Sorti en 1971, “RAM” marque une étape charnière dans la carrière de Paul McCartney, tout juste remis de la séparation des Beatles. Enregistré principalement avec sa femme Linda McCartney, cet album est à la fois une rupture artistique, une déclaration d’indépendance et un exutoire émotionnel dans une période particulièrement tendue pour l’ancien bassiste du groupe de Liverpool.
Un album né dans le chaos post-Beatles
Après la fin des Beatles en 1970, Paul McCartney se retrouve au centre de conflits juridiques et personnels avec John Lennon, George Harrison et Ringo Starr. Isolé et fragilisé, il décide de s’éloigner du tumulte londonien pour enregistrer “RAM” dans une atmosphère plus intime et domestique.
Installé aux États-Unis, McCartney travaille sans véritable groupe fixe, s’entourant de musiciens de session. Ce choix donne naissance à un album très personnel, parfois bricolé, mais aussi incroyablement libre.
Une œuvre personnelle et expérimentale
Dès les premières écoutes, “RAM” surprend. Loin du format classique du rock des Beatles, McCartney explore une palette très large : pop baroque, folk, expérimentations sonores et touches psychédéliques encore présentes.
Des titres comme “Too Many People” traduisent à peine voilée la tension avec John Lennon, tandis que “Dear Boy” semble adresser un message indirect à l’ancien entourage du couple McCartney-Linda. À l’opposé, des morceaux comme “Uncle Albert / Admiral Halsey” révèlent le génie mélodique et la folie créative de Paul, avec ses changements de rythme et ses collages sonores audacieux.
Un accueil glacial à sa sortie
À sa sortie, “RAM” est violemment critiqué par la presse britannique et américaine. Beaucoup voient dans l’album une œuvre confuse, trop légère après l’héritage colossal des Beatles. Les attaques sont parfois personnelles, notamment de la part de John Lennon, qui n’hésite pas à répondre musicalement dans ses propres projets.
Pourtant, ce rejet initial masque une réalité : l’album est en avance sur son temps dans sa manière de mélanger les styles et de casser les structures pop traditionnelles.

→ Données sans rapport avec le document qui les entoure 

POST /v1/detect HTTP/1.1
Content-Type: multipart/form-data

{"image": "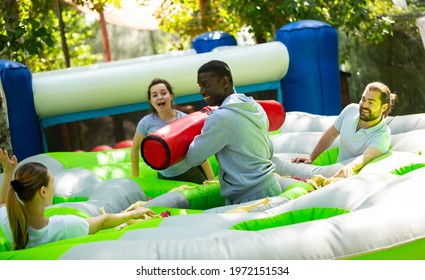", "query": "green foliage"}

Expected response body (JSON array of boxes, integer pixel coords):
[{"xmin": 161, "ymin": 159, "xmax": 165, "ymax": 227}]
[
  {"xmin": 0, "ymin": 0, "xmax": 100, "ymax": 72},
  {"xmin": 0, "ymin": 0, "xmax": 54, "ymax": 62},
  {"xmin": 141, "ymin": 0, "xmax": 398, "ymax": 51},
  {"xmin": 25, "ymin": 7, "xmax": 101, "ymax": 72}
]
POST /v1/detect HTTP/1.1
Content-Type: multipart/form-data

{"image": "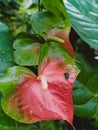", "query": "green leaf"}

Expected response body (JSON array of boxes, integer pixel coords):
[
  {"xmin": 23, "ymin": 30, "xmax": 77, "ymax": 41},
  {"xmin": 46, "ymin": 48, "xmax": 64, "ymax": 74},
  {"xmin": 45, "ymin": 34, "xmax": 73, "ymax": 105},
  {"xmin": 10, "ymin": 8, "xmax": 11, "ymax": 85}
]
[
  {"xmin": 41, "ymin": 0, "xmax": 68, "ymax": 19},
  {"xmin": 0, "ymin": 92, "xmax": 36, "ymax": 130},
  {"xmin": 63, "ymin": 0, "xmax": 98, "ymax": 50},
  {"xmin": 73, "ymin": 54, "xmax": 98, "ymax": 126},
  {"xmin": 0, "ymin": 23, "xmax": 14, "ymax": 77},
  {"xmin": 39, "ymin": 42, "xmax": 75, "ymax": 66},
  {"xmin": 30, "ymin": 12, "xmax": 66, "ymax": 36},
  {"xmin": 13, "ymin": 38, "xmax": 40, "ymax": 66}
]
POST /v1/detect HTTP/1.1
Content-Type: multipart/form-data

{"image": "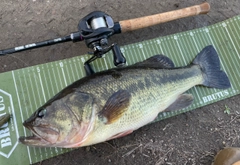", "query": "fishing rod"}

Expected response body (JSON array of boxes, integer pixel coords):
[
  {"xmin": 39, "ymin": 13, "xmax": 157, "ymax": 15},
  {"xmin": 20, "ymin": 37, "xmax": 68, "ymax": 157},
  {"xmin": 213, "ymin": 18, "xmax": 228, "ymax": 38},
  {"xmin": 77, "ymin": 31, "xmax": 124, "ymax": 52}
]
[{"xmin": 0, "ymin": 2, "xmax": 210, "ymax": 75}]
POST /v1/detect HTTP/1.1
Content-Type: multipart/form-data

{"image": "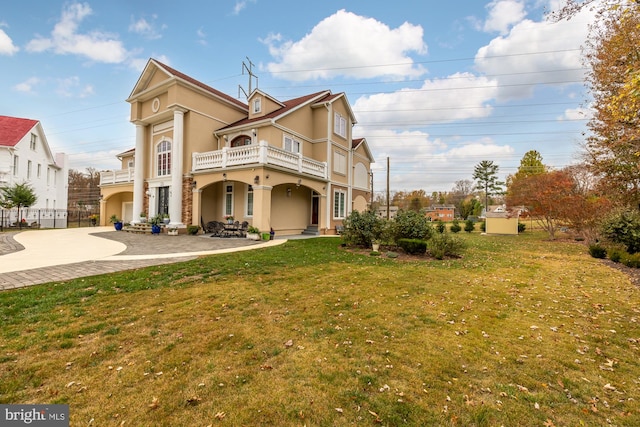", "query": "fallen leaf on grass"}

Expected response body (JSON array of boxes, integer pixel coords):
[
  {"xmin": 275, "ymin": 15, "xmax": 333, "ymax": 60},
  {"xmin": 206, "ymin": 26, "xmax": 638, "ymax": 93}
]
[
  {"xmin": 149, "ymin": 397, "xmax": 158, "ymax": 409},
  {"xmin": 187, "ymin": 396, "xmax": 202, "ymax": 405},
  {"xmin": 369, "ymin": 411, "xmax": 382, "ymax": 423}
]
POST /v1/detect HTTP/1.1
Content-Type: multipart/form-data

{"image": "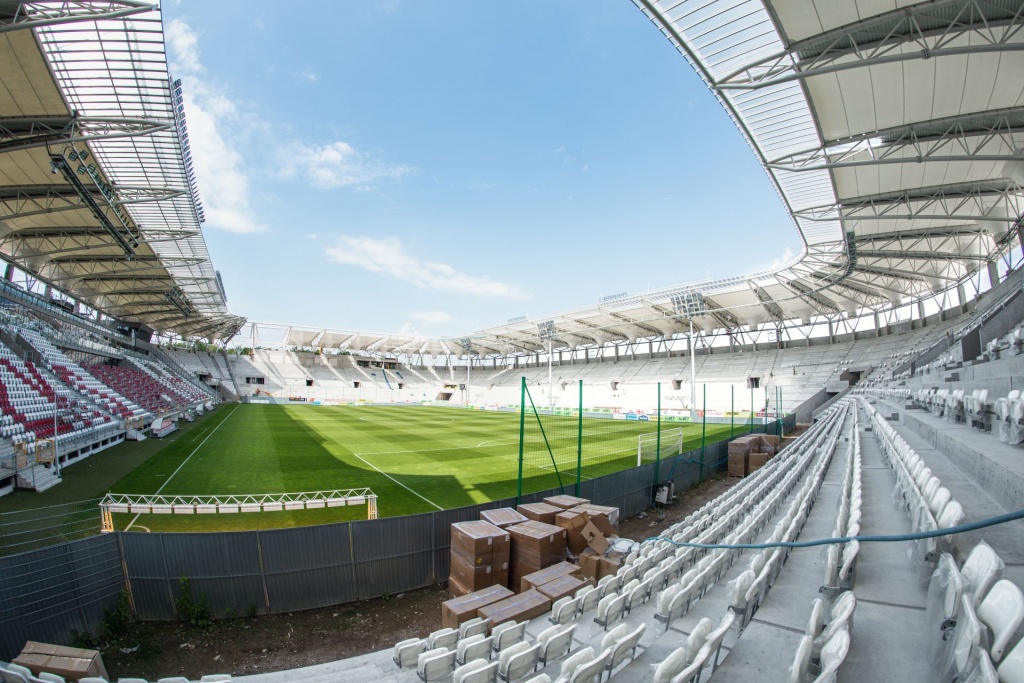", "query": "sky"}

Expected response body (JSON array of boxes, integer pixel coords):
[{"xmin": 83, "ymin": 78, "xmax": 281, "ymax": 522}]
[{"xmin": 163, "ymin": 0, "xmax": 800, "ymax": 337}]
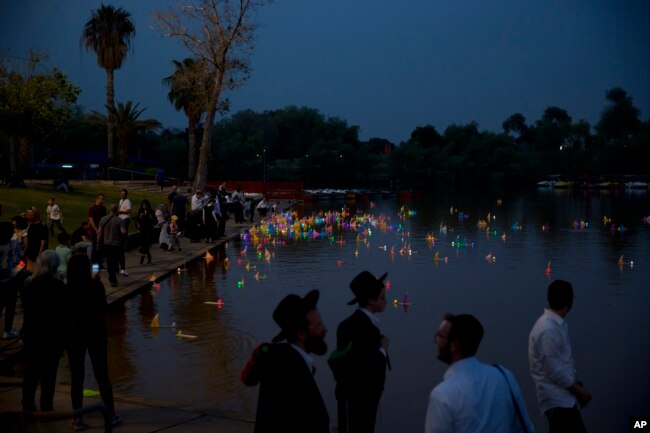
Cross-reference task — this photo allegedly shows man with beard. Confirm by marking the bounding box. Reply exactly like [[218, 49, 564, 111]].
[[330, 271, 390, 433], [25, 207, 50, 267], [424, 314, 535, 433], [241, 290, 330, 433]]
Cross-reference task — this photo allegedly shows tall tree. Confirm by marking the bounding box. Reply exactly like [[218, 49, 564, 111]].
[[154, 0, 267, 189], [79, 4, 135, 164], [501, 113, 528, 136], [163, 58, 211, 179], [0, 51, 81, 170], [89, 101, 162, 167], [596, 87, 641, 145]]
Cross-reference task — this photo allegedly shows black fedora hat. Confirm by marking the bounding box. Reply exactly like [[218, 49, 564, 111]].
[[273, 289, 320, 343], [348, 271, 388, 305]]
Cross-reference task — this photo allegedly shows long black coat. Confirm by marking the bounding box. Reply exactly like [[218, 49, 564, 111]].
[[336, 309, 387, 395], [241, 343, 329, 433]]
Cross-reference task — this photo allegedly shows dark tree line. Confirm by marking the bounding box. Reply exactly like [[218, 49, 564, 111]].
[[0, 88, 650, 189]]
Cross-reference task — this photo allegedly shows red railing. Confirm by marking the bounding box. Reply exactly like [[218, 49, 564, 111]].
[[205, 180, 305, 200]]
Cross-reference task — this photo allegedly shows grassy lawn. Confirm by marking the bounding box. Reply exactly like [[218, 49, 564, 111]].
[[0, 181, 169, 243]]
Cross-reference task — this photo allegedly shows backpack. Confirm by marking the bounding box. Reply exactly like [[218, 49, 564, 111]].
[[0, 242, 14, 281]]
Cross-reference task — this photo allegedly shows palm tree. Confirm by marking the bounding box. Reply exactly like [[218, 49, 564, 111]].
[[163, 58, 209, 179], [79, 4, 135, 164], [88, 101, 162, 167]]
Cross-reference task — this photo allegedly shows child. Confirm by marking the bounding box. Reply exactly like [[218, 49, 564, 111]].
[[203, 198, 218, 244], [45, 197, 67, 236], [54, 233, 72, 280], [167, 215, 183, 253]]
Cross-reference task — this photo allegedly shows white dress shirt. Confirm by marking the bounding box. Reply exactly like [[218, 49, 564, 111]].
[[117, 198, 131, 220], [528, 308, 578, 413], [424, 356, 535, 433]]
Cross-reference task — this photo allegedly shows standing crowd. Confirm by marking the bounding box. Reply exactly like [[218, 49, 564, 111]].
[[0, 190, 592, 433], [0, 184, 270, 430]]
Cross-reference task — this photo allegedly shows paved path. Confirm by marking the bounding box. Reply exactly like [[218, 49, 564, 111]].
[[0, 202, 291, 433]]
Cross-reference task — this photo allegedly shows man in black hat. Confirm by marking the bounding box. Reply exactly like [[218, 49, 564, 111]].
[[241, 290, 330, 433], [335, 271, 390, 433]]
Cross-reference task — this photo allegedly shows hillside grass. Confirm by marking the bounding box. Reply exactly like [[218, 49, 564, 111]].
[[0, 177, 169, 241]]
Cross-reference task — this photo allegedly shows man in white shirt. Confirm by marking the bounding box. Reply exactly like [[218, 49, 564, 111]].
[[424, 314, 535, 433], [117, 188, 132, 277], [528, 280, 591, 433]]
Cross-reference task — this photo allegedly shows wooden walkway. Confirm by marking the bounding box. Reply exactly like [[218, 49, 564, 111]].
[[0, 202, 292, 376]]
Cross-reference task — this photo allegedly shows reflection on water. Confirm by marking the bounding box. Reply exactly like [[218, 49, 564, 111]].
[[102, 190, 650, 432]]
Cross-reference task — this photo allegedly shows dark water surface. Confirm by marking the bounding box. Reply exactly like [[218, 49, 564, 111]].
[[101, 190, 650, 433]]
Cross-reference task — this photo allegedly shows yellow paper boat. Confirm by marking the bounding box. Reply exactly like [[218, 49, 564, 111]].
[[176, 330, 198, 340]]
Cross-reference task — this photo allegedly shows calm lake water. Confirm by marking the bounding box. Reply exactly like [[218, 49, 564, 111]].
[[98, 190, 650, 433]]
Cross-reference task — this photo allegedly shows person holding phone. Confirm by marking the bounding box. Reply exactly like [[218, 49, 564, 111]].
[[66, 254, 120, 430]]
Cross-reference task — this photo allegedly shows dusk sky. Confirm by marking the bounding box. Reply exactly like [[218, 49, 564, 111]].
[[0, 0, 650, 143]]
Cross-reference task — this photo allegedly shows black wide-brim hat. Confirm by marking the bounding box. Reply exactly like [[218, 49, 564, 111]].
[[273, 289, 320, 343], [348, 271, 388, 305]]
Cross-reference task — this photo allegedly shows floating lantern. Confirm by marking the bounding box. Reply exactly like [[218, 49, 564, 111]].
[[176, 330, 197, 340]]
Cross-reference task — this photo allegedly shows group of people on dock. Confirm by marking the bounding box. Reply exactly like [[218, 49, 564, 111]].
[[241, 271, 591, 433]]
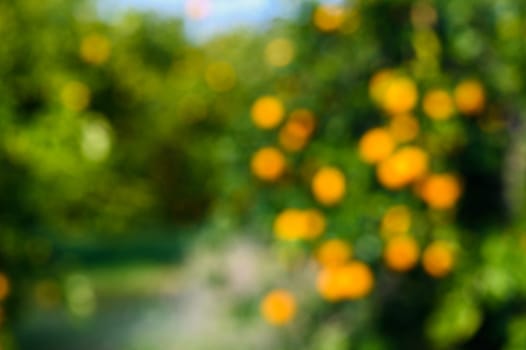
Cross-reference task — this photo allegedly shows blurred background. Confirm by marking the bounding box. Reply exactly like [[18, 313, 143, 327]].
[[0, 0, 526, 350]]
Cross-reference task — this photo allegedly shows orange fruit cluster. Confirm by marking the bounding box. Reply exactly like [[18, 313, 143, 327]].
[[359, 69, 474, 210], [316, 260, 374, 301], [251, 68, 470, 325]]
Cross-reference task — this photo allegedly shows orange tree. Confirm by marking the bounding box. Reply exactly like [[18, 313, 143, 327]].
[[238, 0, 526, 349]]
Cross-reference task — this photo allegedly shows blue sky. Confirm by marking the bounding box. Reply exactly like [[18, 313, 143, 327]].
[[99, 0, 301, 40]]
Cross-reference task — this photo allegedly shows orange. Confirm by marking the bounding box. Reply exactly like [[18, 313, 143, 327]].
[[422, 241, 455, 278], [376, 146, 429, 190], [422, 89, 454, 120], [455, 80, 486, 115], [382, 77, 418, 115], [250, 147, 286, 181], [274, 209, 309, 240], [358, 128, 395, 164], [274, 208, 327, 240], [260, 289, 296, 326], [316, 239, 352, 267], [316, 261, 374, 301], [311, 167, 346, 206], [384, 236, 419, 272], [381, 205, 411, 238], [389, 114, 420, 142], [419, 174, 461, 209], [251, 96, 285, 129], [313, 5, 345, 32]]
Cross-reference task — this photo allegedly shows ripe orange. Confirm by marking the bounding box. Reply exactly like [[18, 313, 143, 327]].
[[274, 209, 309, 240], [260, 289, 296, 326], [381, 205, 411, 238], [316, 261, 374, 301], [389, 114, 420, 142], [313, 5, 345, 32], [251, 96, 285, 129], [422, 89, 454, 120], [316, 239, 352, 267], [376, 146, 429, 190], [311, 167, 346, 206], [419, 174, 461, 209]]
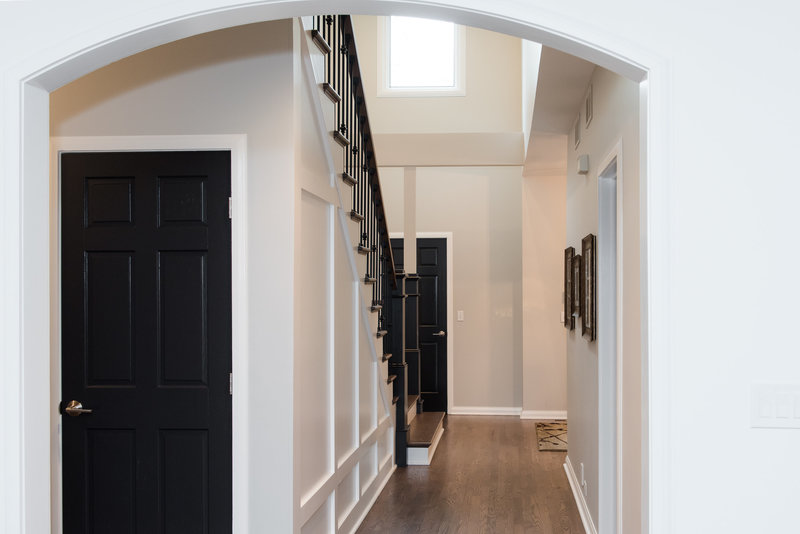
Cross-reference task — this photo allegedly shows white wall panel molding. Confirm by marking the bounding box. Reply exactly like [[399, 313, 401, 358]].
[[299, 418, 392, 525], [294, 22, 395, 532]]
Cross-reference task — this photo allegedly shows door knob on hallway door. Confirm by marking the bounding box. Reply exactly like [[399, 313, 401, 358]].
[[64, 400, 92, 417]]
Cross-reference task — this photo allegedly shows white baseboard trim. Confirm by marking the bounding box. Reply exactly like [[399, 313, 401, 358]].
[[519, 410, 567, 420], [406, 426, 444, 465], [564, 456, 597, 534], [447, 406, 522, 416]]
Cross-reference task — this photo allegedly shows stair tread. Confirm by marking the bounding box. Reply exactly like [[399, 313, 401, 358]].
[[408, 412, 445, 447]]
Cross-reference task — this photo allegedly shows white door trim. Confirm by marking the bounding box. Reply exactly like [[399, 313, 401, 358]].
[[389, 232, 455, 412], [49, 135, 249, 534], [595, 139, 624, 532]]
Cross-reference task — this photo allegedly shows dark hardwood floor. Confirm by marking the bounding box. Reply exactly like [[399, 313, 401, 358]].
[[357, 415, 584, 534]]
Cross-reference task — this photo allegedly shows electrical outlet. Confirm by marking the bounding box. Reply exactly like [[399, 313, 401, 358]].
[[750, 384, 800, 429]]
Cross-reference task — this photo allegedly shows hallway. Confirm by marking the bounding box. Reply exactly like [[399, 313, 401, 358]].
[[358, 415, 583, 534]]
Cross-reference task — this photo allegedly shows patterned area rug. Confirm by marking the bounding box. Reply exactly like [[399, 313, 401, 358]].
[[536, 421, 567, 451]]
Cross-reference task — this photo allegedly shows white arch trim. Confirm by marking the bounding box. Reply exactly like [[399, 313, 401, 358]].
[[0, 0, 672, 533]]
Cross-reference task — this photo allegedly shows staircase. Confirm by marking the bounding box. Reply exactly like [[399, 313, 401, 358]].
[[310, 15, 445, 467]]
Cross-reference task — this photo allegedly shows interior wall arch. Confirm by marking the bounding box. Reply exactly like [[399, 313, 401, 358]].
[[0, 0, 670, 532]]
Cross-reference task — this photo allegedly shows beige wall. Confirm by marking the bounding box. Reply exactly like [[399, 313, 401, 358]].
[[51, 20, 394, 532], [353, 16, 522, 134], [381, 167, 522, 413], [353, 16, 524, 167], [522, 134, 567, 419], [565, 67, 642, 532]]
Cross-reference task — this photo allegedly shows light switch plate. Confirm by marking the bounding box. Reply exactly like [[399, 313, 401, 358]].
[[750, 384, 800, 429]]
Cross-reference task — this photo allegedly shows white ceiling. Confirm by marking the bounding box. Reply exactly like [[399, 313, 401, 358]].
[[533, 46, 595, 134]]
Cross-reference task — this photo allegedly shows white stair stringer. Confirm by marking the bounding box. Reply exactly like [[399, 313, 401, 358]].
[[301, 15, 395, 425]]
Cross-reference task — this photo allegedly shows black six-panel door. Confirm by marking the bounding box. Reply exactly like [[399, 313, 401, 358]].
[[392, 237, 448, 412], [417, 237, 447, 412], [61, 151, 232, 534]]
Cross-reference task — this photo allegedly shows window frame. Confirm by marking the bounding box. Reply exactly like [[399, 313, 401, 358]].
[[377, 16, 467, 98]]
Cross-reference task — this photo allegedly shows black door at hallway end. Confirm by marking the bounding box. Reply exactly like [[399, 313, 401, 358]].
[[61, 151, 232, 534], [417, 237, 448, 412], [392, 237, 448, 412]]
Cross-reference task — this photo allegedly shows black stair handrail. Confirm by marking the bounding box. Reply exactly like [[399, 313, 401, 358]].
[[312, 15, 397, 302]]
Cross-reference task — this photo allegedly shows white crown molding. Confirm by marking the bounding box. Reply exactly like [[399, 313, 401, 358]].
[[519, 410, 567, 420]]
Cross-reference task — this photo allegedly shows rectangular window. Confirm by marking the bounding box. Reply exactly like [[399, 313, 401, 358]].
[[378, 17, 465, 96]]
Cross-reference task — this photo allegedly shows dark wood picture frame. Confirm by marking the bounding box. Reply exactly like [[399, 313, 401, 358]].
[[564, 247, 575, 330], [581, 234, 597, 341], [572, 254, 583, 317]]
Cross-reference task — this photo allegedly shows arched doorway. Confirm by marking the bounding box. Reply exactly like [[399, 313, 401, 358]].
[[0, 0, 669, 532]]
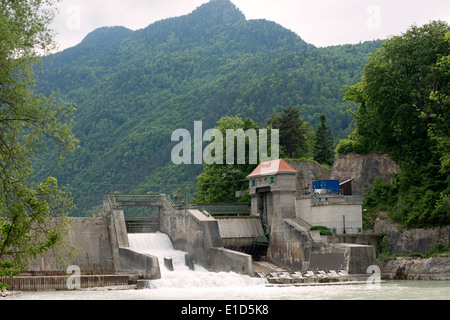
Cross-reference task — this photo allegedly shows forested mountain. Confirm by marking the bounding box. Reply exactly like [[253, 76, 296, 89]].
[[36, 0, 379, 215]]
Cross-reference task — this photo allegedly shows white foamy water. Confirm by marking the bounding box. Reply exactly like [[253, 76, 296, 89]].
[[128, 232, 267, 289]]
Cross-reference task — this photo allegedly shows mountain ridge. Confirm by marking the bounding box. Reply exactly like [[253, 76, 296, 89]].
[[36, 0, 378, 215]]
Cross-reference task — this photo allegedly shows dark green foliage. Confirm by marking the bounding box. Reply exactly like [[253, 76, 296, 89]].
[[192, 117, 259, 203], [338, 21, 450, 227], [266, 107, 307, 158], [36, 0, 379, 215], [313, 114, 334, 166]]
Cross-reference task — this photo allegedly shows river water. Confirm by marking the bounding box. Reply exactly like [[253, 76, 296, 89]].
[[1, 233, 450, 301]]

La réhabilitation d’un album culte
Avec les années, “RAM” est progressivement réhabilité. De nombreux artistes et critiques y voient aujourd’hui un chef-d’œuvre caché de la discographie de Paul McCartney, préfigurant son travail avec Wings et confirmant son statut de mélodiste hors norme.
Ce qui était perçu comme un album brouillon est désormais célébré pour sa spontanéité, sa richesse et son audace. Des générations de musiciens pop et indie revendiquent son influence.
Un disque à part dans l’histoire du rock
Plus qu’un simple album solo, “RAM” est une photographie brute d’un artiste en reconstruction, entre douleur, liberté et créativité débordante. Il reste aujourd’hui l’un des disques les plus fascinants de la carrière de Paul McCartney, symbole d’un passage de témoin entre l’ère Beatles et son aventure solo.
Un album longtemps incompris… mais devenu culte.